You're agreeing with me, Jay.Jay DeFehr wrote:I think there is a lot of confusion surrounding the effects of stained negs on VC papers, and a lot of it has to do with misconceptions about the way VC paper works. VC paper emulsions are made up three separate blue-sensitive emulsions, with varying sensitivities to green light. All of the layers are of equal contrast, and speed to blue light, but vary in their speed to green. This allows contrast to be controlled by the amount of green light relative to the amount of blue light that makes up the total exposure. The only question pertinent to stained negatives and VC papers is; how much printing density is added by the stain? Remember, printing density is created by the light that's blocked, and not the light that's transmitted. The yellow-green pyro stain is very effective at blocking/absorbing blue light, to which the paper is most sensitive, and thereby creates printing density. The green light that is transmitted by the stain exposes the far less sensitive, green-sensitive emulsion, reducing the net printing density created by the stain, to some extent, which is why stained negatives print with greater contrast on graded papers than on VC papers.
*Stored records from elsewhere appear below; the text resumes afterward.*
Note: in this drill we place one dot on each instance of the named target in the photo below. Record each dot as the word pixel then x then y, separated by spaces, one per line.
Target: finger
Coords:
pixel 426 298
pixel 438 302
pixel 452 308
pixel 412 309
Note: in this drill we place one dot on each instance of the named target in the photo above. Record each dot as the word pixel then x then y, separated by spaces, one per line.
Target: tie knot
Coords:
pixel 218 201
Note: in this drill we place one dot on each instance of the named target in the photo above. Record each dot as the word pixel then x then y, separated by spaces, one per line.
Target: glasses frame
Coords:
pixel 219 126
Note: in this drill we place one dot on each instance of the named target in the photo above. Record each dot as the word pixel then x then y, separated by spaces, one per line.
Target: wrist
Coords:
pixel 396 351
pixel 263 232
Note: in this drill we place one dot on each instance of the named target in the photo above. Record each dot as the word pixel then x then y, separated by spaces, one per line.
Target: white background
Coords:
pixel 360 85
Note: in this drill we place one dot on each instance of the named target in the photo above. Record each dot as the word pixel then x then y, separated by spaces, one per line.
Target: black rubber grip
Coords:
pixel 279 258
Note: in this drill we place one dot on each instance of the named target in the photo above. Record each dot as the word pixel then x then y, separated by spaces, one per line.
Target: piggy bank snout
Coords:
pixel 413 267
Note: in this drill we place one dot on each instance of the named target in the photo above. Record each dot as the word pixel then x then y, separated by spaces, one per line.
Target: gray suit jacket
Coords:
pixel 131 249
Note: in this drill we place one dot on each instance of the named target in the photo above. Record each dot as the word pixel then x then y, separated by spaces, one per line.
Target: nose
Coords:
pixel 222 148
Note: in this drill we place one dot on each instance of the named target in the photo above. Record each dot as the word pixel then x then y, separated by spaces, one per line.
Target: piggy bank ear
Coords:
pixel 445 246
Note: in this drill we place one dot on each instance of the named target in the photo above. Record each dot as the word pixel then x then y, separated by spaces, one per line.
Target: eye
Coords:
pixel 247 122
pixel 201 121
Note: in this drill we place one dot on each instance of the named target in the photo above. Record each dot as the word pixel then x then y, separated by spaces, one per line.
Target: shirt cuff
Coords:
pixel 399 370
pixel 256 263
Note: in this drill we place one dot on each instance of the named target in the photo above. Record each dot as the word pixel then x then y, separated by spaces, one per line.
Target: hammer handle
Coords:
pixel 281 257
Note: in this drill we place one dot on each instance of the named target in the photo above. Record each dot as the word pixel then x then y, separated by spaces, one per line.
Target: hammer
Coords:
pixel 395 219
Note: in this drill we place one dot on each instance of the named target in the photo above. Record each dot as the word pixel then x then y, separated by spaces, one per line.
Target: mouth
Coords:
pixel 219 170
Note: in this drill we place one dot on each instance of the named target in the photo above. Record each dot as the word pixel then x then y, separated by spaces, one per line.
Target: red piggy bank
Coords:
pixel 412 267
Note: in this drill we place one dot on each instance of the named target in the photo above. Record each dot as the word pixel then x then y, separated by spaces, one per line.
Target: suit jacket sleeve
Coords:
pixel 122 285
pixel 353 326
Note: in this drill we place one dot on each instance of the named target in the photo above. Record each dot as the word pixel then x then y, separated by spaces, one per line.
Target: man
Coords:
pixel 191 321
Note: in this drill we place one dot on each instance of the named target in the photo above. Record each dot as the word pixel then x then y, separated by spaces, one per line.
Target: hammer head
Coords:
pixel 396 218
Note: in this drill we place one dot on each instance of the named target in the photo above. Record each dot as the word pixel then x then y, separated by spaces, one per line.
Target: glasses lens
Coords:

It's that simple. Thinking of the pyro stain as a contrast filter is a misguided obfuscation. The pyro stain does not reduce contrast, not even in the highlights. The pyro stain adds printing density, which increases contrast with all papers, including VC papers. I hope this clears up some of the misconceptions regarding stained negs and VC papers propogated by some of the "experts".
Jay
The stain adds very little density that VC papers can see at 'normal' contrast filtrations (which pass a lot of green light), which is why the speed is poor. You're better off with a conventional developer for most purposes.